Sonntag, 1.11.2020, 19:50

Geht es schon wieder los? Anfang vom Ende?
Hatten wir doch schon ein paar mal.
Ex-Trainer Jeff Saibene

Zitat

Beim kleinsten Gegenwind dann, lässt Saibene hier Angsthasenfußball spielen und nimmt Systemwechsel vor, die meines Wissens nach nicht mal in der Vorbereitung trainiert wurden.
Das ist Schwachsinn! Neuhaus hat gegen Dortmund die 5er- Kette probiert, weil er aus dem Bayernspiel etwas gelernt hat. Zudem war die Idee nachvollziehbar, weil Dortmund sich gegen tief stehende Gegner zuletzt schwer getan hat. Beim Fußballstammtisch eben hat sogar jemand unsere Spielweise als "schlau" bezeichnet. Neuhaus neigt aus meiner Sicht nicht zu Angsthasenfußball. Aber auch er muss jetzt lernen, dass man sich in der Bundesliga nicht zu stark am Gegner ausrichten darf.

_
Was mich hier im Forum erschreckt ist, wie schnell aus "Erkenntnissen" plötzlich "Lippenbekenntnisse" werden. Alles haben gewusst, dass der Aufstieg für den Kader (zu) früh kommt und dass aufgrund von Corona kein Geld da war. Alles haben gesagt, dass man dann eben das eine Jahr mitnehmen muss. Alle wussten, dass viele unserer Spieler Zeit brauchen werden, um in der Liga anzukommen, allen voran ein Fabian Klos, der jetzt kaum noch Bälle bekommt. Vor dem Bayernspiel haben nahezu alle Null Punkte vorher gesagt. Nun ist all das eingetroffen. Wo ist also das Problem?

_
Ich habe gestern auch noch ein paar andere Dinge gesehen. Ich habe einen absolut bundesligatauglichen Prietl wahrgenommen, einen sich ständig steigernden Lucoqui und Brunner, einen in der Liga immer besser ankommenden Pieper, einen stark verbesserten Hartel und einen sehr unzufriedenen Klos. Ich denke, dass die Jungs noch drei bis vier Spiele brauchen werden, dann haben sie die Liga "adaptiert", wie man so schön sagt. Das ist eine normale Einngewöhnungszeit, denn zwischen der Erkenntnis, dass man schneller werden muss und der Umsetzung in der Praxis liegt nun mal einige Zeit. Ich plädiere für mehr Geduld und mehr Kredit für Trainer und eine Mannschaft, die uns anderthalb Jahre lang bewiesen hat, dass sie es besser kann.

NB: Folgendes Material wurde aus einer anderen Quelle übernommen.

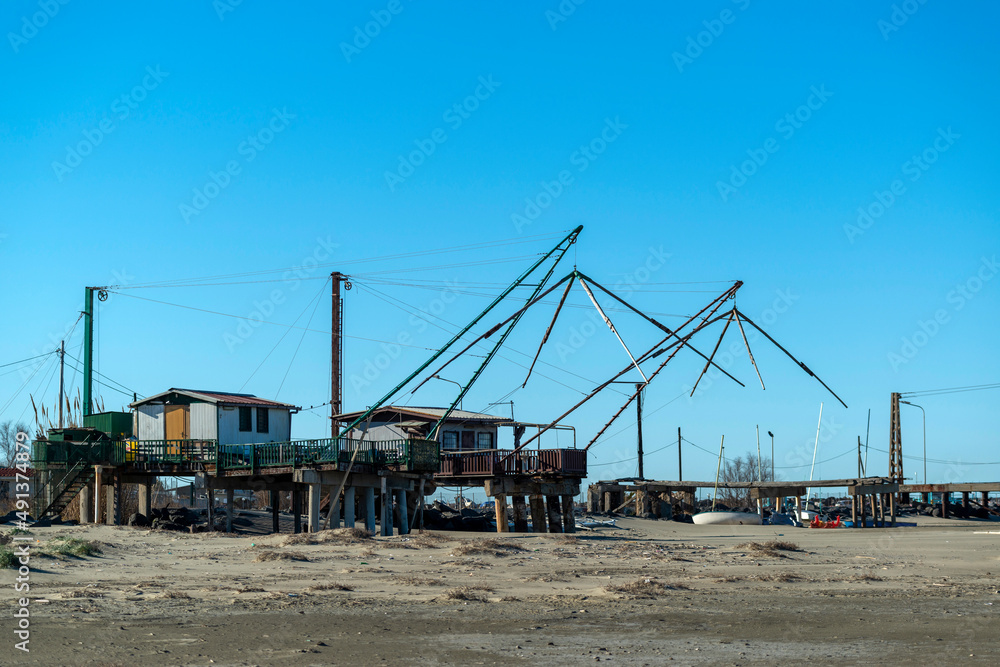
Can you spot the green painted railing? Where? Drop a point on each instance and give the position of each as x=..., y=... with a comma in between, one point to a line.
x=165, y=451
x=414, y=455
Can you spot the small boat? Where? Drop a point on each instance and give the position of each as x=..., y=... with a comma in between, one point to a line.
x=726, y=518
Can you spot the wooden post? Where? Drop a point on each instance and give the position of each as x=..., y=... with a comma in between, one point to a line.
x=229, y=510
x=349, y=496
x=569, y=520
x=210, y=493
x=537, y=514
x=555, y=521
x=520, y=514
x=370, y=509
x=97, y=494
x=314, y=498
x=145, y=498
x=334, y=521
x=501, y=510
x=275, y=502
x=593, y=499
x=386, y=509
x=86, y=504
x=404, y=519
x=420, y=503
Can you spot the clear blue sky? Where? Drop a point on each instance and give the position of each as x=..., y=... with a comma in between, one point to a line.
x=722, y=141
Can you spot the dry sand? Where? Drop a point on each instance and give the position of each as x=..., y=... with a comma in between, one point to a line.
x=645, y=593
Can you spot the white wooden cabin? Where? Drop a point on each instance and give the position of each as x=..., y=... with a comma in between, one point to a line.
x=231, y=419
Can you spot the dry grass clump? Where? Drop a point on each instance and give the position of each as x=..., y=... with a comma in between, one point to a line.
x=174, y=595
x=249, y=589
x=644, y=587
x=467, y=593
x=83, y=593
x=62, y=546
x=329, y=586
x=266, y=556
x=422, y=541
x=772, y=548
x=419, y=581
x=489, y=547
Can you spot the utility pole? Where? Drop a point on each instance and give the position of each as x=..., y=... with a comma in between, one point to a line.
x=88, y=349
x=638, y=409
x=680, y=466
x=896, y=444
x=337, y=353
x=62, y=385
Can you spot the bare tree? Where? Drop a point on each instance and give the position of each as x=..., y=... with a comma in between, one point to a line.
x=8, y=441
x=742, y=469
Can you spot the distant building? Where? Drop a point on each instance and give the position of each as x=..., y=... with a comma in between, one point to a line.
x=462, y=431
x=8, y=478
x=231, y=419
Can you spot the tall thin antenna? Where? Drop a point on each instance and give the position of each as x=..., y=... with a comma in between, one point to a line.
x=337, y=353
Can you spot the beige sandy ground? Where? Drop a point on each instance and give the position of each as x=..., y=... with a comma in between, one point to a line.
x=904, y=596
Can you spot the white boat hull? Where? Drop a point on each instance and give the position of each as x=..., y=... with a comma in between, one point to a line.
x=726, y=519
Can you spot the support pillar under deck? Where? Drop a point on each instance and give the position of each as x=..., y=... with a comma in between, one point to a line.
x=537, y=514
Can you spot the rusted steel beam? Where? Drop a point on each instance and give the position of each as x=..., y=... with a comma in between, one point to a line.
x=569, y=285
x=778, y=345
x=655, y=323
x=492, y=331
x=739, y=323
x=716, y=349
x=651, y=353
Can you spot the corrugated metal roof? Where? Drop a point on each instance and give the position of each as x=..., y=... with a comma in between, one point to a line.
x=218, y=397
x=428, y=414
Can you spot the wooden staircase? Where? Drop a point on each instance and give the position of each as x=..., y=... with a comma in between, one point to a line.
x=53, y=498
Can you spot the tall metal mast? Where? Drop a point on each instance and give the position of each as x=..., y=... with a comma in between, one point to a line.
x=88, y=349
x=337, y=353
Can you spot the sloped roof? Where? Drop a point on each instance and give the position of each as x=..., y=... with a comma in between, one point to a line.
x=428, y=414
x=217, y=397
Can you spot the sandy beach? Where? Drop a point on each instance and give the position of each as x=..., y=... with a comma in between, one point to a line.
x=642, y=593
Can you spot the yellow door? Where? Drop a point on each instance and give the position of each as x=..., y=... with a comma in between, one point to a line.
x=177, y=426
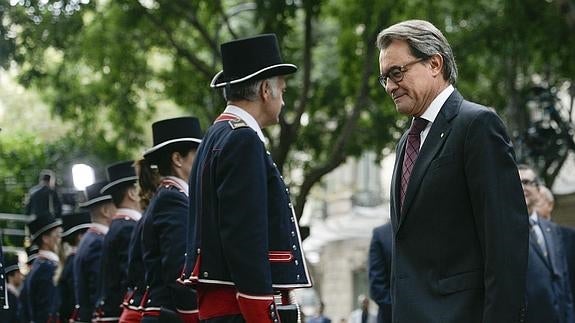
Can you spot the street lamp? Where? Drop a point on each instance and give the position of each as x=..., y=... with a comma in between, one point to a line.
x=82, y=175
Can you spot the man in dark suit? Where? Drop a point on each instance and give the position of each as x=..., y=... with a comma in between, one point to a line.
x=457, y=207
x=39, y=299
x=380, y=271
x=74, y=226
x=549, y=297
x=125, y=194
x=43, y=198
x=87, y=263
x=14, y=280
x=244, y=243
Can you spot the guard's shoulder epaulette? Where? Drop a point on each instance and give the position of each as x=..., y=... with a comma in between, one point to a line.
x=237, y=123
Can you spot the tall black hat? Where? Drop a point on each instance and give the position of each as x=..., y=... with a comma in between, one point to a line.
x=32, y=253
x=254, y=58
x=75, y=221
x=10, y=262
x=93, y=195
x=169, y=131
x=119, y=174
x=42, y=224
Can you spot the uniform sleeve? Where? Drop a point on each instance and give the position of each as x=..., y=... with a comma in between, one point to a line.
x=170, y=218
x=500, y=216
x=379, y=279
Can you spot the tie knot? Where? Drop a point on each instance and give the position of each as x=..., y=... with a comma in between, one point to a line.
x=417, y=126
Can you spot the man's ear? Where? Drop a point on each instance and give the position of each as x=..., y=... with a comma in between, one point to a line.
x=436, y=64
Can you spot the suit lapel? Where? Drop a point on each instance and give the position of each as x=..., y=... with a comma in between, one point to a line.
x=435, y=139
x=550, y=242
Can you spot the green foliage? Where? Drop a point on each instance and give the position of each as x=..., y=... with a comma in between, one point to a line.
x=109, y=67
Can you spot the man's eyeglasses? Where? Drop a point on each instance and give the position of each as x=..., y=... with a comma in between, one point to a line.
x=529, y=182
x=396, y=73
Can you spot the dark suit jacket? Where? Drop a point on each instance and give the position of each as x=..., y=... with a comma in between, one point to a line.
x=115, y=266
x=163, y=250
x=39, y=299
x=66, y=288
x=87, y=269
x=549, y=296
x=568, y=239
x=380, y=270
x=461, y=239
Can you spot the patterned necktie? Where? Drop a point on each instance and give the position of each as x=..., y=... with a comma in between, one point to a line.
x=411, y=152
x=537, y=234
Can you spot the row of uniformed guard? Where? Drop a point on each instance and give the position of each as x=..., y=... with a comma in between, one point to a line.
x=120, y=266
x=234, y=240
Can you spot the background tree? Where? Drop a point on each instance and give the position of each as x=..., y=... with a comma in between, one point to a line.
x=111, y=67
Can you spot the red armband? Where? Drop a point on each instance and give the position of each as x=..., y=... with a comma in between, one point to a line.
x=258, y=309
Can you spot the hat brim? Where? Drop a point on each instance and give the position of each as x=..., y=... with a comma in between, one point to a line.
x=76, y=228
x=168, y=142
x=270, y=71
x=47, y=227
x=117, y=182
x=95, y=201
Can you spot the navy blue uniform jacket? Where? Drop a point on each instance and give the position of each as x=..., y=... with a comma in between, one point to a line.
x=87, y=268
x=115, y=265
x=164, y=249
x=380, y=271
x=67, y=289
x=242, y=227
x=461, y=238
x=39, y=298
x=549, y=296
x=135, y=279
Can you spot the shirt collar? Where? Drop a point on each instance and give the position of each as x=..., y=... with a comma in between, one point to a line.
x=180, y=182
x=534, y=217
x=49, y=255
x=244, y=115
x=100, y=227
x=433, y=110
x=131, y=213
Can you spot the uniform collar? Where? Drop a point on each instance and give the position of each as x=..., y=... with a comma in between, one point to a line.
x=49, y=255
x=131, y=213
x=433, y=110
x=247, y=118
x=100, y=227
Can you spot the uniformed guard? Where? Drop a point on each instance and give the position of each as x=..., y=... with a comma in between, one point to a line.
x=43, y=198
x=87, y=263
x=244, y=246
x=39, y=299
x=164, y=171
x=135, y=280
x=124, y=190
x=74, y=225
x=14, y=280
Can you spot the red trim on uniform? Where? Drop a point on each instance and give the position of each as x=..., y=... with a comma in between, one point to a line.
x=168, y=182
x=154, y=313
x=226, y=117
x=196, y=270
x=130, y=316
x=256, y=310
x=280, y=256
x=189, y=317
x=216, y=300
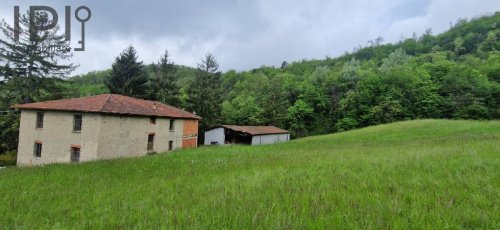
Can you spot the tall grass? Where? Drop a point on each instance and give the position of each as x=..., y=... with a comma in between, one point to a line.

Ich gebe dir bei den letztgenannten Punkten Recht. Aber bezüglich der Aufstellung nicht. Ich kann auch defensiv kompakt stehen ohne dafür der ganzen Offensive den Zündstoff zu nehmen. Mag sein, dass ein 5-3-2 gestern formal die richtige taktische Formation gewesen ist, aber dann braucht es in Umschaltmomenten auch einstudierte Pass- und Laufwege um überhaupt mal in Abschlusssituationen kommen zu können. Auch ein Rausrücken bei eigenem Ballgewinn wäre nicht schlecht gewesen. Aber nur lange Bälle auf unsere beiden Spitzen. Ich bitte dich. Wie ich an anderer Stelle schon geschrieben habe. Und du sagst es ja auch. Das ständige Ausrichten am Gegener ist ein Fehler. Das Experiment 5-3-2 hat keinem was gebracht, denn wir werden so schnell sicherlich nicht mehr in dieser tsktischen Formation auflaufen. Das Spiel hätte man so oder so verloren. Aber wirft man taktisch nicht alles für so ein Spiel über den Haufen, hätte man wenigstens Spielzüge, Passwege für die kommenden Spiele trainieren können.
Dass einige Spieler in unseren Reihen durchaus konkurrenzfähig sind, sehe ich auch. Nur in einem derart defensiven Konstrukt bescheren sie uns auch in kommenden Spielen keine Punkte und das ist das was zählt.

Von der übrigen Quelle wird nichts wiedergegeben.